Age, Sex, and Hormonal Factors
Gout is far more common in men than in women, particularly before menopause. Estrogen helps the kidneys excrete uric acid more efficiently, which gives premenopausal women a natural buffer. After menopause, that protection fades, and women’s gout rates begin to climb. By age 65 and older, the gap between men and women narrows considerably. Among older adults globally, the age-standardized prevalence reached about 3,111 per 100,000 people in 2021.
Age itself is a risk factor simply because uric acid tends to accumulate over time. Years of borderline-high levels that never caused symptoms can eventually cross the crystallization threshold, which is why first gout attacks commonly occur in middle age for men and after menopause for women.

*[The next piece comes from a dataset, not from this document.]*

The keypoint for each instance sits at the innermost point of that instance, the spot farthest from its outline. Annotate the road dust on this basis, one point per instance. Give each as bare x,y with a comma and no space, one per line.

Dehydration and Physical Stress
Anything that concentrates your blood raises the effective concentration of uric acid. Dehydration from hot weather, intense exercise, illness, or simply not drinking enough fluids can push you past the crystallization point even if your baseline levels are only slightly elevated. Surgery, acute illness, and crash dieting can also trigger attacks by rapidly changing the body’s metabolic state, breaking down tissue and releasing a flood of purines into the bloodstream at once.
This is why gout attacks often seem to strike “out of nowhere” after a specific event: a rich holiday meal paired with alcohol and dehydration, a hospital stay, or a period of intense physical stress. The underlying uric acid level was already high, and the acute trigger simply tipped the balance.